島根県の旧斐川町(現出雲市)の職員として数多くの企業誘致に携わった故福間敏氏を知ってもらおうと、島根大の毎熊浩一教授(行政学)が「ギリギリ公務員 福間敏」(ハーベスト出版)を執筆した。ボサボサの髪とよれたシャツ姿に加え、出雲弁で語りかけるスタイル。官民問わず人々を魅了した「企業誘致の神様」の規格外な働き方に焦点を当てた。(共同通信=白神直弥)
福間氏に薫陶を受けた関係者が、功績を残したいと毎熊教授に依頼したのがきっかけ。
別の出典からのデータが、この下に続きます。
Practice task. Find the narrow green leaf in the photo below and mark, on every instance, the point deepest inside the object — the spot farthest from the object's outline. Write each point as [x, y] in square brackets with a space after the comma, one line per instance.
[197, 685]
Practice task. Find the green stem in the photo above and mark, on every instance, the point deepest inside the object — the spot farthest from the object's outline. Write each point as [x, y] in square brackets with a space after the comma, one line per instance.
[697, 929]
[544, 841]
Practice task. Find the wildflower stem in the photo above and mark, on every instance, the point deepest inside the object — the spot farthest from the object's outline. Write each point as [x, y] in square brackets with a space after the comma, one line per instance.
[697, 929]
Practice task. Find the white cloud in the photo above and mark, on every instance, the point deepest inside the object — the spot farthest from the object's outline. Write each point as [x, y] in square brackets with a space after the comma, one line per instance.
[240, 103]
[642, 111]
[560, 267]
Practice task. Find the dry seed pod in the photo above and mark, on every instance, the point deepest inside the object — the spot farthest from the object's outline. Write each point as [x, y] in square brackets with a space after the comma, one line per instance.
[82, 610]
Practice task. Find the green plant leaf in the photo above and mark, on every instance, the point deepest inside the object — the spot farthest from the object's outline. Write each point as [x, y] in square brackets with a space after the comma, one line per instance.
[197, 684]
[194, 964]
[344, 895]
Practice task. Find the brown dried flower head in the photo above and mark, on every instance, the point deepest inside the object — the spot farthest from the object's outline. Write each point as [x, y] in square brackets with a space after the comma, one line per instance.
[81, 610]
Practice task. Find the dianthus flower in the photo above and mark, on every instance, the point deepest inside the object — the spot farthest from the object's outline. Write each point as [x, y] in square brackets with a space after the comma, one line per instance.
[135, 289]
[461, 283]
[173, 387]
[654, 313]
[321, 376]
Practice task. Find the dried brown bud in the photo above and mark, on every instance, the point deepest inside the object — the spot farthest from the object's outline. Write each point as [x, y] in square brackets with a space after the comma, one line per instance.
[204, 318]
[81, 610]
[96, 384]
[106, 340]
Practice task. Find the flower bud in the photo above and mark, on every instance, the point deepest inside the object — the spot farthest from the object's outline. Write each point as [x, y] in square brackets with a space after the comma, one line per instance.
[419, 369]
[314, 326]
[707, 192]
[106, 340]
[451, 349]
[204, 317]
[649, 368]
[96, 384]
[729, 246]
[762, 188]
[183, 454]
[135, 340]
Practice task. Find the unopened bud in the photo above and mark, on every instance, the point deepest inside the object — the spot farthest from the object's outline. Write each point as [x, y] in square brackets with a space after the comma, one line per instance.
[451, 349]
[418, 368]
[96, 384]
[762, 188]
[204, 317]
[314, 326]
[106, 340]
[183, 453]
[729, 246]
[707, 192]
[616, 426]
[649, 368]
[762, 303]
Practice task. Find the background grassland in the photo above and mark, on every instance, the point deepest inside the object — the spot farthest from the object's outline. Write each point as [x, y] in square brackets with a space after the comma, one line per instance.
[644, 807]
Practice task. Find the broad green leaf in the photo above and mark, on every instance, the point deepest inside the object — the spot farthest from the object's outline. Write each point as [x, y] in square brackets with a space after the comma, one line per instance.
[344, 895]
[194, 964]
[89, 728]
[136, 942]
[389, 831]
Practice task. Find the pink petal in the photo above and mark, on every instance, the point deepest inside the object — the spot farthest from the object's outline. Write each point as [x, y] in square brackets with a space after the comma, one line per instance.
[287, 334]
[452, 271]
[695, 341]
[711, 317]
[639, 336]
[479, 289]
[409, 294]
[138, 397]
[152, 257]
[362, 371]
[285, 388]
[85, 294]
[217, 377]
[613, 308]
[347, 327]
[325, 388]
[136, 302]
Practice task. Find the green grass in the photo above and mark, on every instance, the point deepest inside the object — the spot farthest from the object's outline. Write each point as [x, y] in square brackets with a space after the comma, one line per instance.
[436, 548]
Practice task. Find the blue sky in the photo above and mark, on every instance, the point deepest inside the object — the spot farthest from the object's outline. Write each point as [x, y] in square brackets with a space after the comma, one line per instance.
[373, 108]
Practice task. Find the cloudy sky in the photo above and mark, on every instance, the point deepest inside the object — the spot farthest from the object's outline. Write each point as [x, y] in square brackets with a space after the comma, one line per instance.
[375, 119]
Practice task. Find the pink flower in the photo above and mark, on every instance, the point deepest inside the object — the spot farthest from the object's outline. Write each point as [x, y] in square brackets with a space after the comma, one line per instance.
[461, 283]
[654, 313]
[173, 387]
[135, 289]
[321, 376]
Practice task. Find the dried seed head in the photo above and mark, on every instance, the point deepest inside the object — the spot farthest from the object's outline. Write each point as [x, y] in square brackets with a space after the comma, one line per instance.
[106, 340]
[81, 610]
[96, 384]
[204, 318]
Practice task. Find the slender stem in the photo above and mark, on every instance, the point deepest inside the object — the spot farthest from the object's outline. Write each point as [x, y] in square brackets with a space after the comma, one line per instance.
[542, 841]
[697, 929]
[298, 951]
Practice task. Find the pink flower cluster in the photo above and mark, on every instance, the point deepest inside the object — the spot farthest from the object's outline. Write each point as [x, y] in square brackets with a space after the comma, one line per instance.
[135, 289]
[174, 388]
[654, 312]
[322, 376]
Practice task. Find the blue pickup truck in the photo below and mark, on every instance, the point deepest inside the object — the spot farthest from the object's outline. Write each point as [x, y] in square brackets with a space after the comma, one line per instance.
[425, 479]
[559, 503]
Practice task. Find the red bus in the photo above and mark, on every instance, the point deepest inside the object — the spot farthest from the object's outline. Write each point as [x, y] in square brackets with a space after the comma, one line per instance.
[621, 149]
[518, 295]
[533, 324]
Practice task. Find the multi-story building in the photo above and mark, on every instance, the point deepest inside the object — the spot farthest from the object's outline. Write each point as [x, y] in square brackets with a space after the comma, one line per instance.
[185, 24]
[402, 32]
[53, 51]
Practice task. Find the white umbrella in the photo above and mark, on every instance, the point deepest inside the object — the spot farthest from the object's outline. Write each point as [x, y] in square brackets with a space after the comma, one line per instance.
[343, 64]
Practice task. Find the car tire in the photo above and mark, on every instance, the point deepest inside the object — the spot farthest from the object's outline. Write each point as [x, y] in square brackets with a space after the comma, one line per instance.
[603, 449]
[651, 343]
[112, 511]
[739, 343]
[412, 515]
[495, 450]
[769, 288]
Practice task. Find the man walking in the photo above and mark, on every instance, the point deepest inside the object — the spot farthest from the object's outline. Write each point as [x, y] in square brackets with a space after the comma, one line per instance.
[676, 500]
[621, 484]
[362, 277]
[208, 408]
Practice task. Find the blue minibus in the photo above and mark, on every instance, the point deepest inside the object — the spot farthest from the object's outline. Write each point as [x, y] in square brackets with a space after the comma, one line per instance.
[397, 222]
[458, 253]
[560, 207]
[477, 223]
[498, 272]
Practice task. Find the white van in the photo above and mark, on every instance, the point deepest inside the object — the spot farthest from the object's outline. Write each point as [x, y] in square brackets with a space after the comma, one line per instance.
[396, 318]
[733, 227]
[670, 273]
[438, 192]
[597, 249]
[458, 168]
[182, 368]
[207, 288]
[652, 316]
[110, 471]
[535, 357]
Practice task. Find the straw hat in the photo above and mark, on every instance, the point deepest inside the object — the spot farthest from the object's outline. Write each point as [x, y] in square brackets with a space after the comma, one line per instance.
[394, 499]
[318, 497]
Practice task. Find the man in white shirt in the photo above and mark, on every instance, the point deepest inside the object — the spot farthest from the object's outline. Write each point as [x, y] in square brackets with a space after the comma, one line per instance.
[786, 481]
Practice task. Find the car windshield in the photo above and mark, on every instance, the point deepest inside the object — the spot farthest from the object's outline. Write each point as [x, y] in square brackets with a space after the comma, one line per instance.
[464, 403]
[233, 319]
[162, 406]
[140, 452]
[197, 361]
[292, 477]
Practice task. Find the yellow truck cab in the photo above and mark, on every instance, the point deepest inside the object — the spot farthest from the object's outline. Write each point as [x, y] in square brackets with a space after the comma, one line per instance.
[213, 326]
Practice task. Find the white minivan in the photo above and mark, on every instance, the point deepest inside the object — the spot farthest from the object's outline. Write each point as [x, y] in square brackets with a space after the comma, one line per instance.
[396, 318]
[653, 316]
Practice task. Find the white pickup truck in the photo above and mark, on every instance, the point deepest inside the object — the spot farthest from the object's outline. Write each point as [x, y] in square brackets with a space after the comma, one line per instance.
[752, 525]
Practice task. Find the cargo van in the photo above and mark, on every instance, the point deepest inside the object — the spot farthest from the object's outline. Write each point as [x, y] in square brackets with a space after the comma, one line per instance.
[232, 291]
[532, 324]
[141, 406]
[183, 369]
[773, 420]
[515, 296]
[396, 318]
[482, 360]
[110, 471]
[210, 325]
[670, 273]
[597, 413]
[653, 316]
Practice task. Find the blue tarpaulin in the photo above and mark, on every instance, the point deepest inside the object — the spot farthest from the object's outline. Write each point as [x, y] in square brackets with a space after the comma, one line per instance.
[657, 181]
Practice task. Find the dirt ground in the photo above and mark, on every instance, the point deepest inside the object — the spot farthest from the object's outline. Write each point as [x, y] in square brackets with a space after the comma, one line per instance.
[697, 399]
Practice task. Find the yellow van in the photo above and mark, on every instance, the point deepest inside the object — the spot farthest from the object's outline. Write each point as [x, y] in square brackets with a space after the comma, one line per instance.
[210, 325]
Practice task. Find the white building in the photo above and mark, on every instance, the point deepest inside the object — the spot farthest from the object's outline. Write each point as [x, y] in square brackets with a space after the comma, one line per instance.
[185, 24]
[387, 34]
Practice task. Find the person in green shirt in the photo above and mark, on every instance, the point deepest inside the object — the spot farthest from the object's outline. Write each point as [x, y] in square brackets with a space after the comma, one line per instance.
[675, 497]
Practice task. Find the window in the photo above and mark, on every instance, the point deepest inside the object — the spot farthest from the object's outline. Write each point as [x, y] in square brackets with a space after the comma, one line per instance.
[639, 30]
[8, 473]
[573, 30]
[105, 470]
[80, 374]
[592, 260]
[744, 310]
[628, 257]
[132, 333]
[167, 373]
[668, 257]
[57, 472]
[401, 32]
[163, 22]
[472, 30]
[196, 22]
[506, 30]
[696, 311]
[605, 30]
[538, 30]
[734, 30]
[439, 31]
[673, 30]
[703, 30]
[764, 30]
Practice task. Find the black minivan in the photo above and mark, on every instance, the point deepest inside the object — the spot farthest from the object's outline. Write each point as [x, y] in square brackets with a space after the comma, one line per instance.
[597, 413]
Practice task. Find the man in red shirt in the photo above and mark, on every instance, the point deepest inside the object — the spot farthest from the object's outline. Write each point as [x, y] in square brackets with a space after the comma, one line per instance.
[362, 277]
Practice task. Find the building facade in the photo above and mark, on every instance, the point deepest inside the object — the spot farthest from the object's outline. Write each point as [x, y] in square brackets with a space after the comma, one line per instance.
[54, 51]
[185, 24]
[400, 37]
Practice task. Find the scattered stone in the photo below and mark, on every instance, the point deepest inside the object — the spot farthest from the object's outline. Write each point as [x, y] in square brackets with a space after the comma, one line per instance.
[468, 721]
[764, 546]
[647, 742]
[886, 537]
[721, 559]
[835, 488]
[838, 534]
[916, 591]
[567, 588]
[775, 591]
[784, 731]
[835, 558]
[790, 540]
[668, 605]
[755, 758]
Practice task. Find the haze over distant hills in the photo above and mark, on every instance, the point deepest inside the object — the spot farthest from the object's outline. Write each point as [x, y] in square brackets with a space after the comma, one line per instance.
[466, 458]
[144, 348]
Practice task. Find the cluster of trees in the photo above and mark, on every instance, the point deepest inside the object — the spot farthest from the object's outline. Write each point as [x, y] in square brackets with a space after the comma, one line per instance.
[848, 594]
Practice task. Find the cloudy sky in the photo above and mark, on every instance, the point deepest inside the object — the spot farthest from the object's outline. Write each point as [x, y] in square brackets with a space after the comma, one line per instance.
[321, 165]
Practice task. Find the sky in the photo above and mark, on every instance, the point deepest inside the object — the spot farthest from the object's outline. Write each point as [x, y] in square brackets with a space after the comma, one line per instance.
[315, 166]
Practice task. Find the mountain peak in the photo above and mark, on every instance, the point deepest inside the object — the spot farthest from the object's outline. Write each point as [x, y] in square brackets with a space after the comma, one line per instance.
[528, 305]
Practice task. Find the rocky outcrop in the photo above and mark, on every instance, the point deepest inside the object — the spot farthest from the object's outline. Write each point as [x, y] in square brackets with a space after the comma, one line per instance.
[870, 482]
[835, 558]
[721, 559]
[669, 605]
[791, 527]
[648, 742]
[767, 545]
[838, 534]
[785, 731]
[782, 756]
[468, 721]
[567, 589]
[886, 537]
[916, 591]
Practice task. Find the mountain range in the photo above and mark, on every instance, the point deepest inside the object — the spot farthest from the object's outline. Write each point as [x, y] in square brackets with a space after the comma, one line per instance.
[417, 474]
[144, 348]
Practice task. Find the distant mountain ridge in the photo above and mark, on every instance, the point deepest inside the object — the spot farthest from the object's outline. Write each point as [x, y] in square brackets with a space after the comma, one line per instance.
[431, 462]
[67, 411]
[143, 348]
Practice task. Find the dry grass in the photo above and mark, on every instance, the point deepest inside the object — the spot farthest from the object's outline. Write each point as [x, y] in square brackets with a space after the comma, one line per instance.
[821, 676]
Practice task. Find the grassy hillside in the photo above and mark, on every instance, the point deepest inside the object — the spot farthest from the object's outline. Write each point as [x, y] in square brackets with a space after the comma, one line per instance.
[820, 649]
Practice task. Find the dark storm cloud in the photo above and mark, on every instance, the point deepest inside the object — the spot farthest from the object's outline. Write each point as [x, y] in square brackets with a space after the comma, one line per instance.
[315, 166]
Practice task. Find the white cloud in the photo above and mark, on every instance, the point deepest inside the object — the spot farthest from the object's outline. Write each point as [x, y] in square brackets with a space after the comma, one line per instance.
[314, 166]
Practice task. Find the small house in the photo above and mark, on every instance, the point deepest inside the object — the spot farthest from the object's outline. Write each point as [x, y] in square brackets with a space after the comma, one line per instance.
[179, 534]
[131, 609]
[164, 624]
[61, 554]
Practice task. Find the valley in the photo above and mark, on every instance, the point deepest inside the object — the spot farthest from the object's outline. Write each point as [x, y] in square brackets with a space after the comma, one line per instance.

経営者や元自治体職員からエピソードを聞き取り、約5年かけて完成させた。
福間氏は1951年、県東部の旧斐川町で生まれた。30代で町が企業誘致に向けて新設した課に配属されてから約20年間、産業振興に尽力。2003年には政府による「地域産業おこしに燃える人」に選ばれ、退職後は県企業立地課の参与も務めた。
村田製作所や富士通といった有名企業など約20社を呼び込み、地場産業の発展にも取り組む姿を紹介。用地取得のために朝早くから農家を数十軒回って地権者を口説き落とす様子や、通訳が必要なほどの出雲弁で企業の役員と親しくなるなど「人たらし」で魅力的なエピソードを盛り込んだ。
毎熊教授は「本書は英雄譚ではない」と強調する。島根大の講義で集まった福間氏の働き方を批判的に見る学生のリポートも紹介。「公務員の理想の姿そのものだ」と評価する声がある一方で「プライベートも仕事に費やす姿勢は現代の若者に受容されにくい」とする意見も取り上げた。
毎熊教授は「当時における福間氏なりの誠実な仕事ぶりを知ってもらいたかった」としつつも、「必ずしも福間氏の働き方をまねする必要はない。仕事に対する自分なりの向き合い方を考えてもらえれば」と期待した。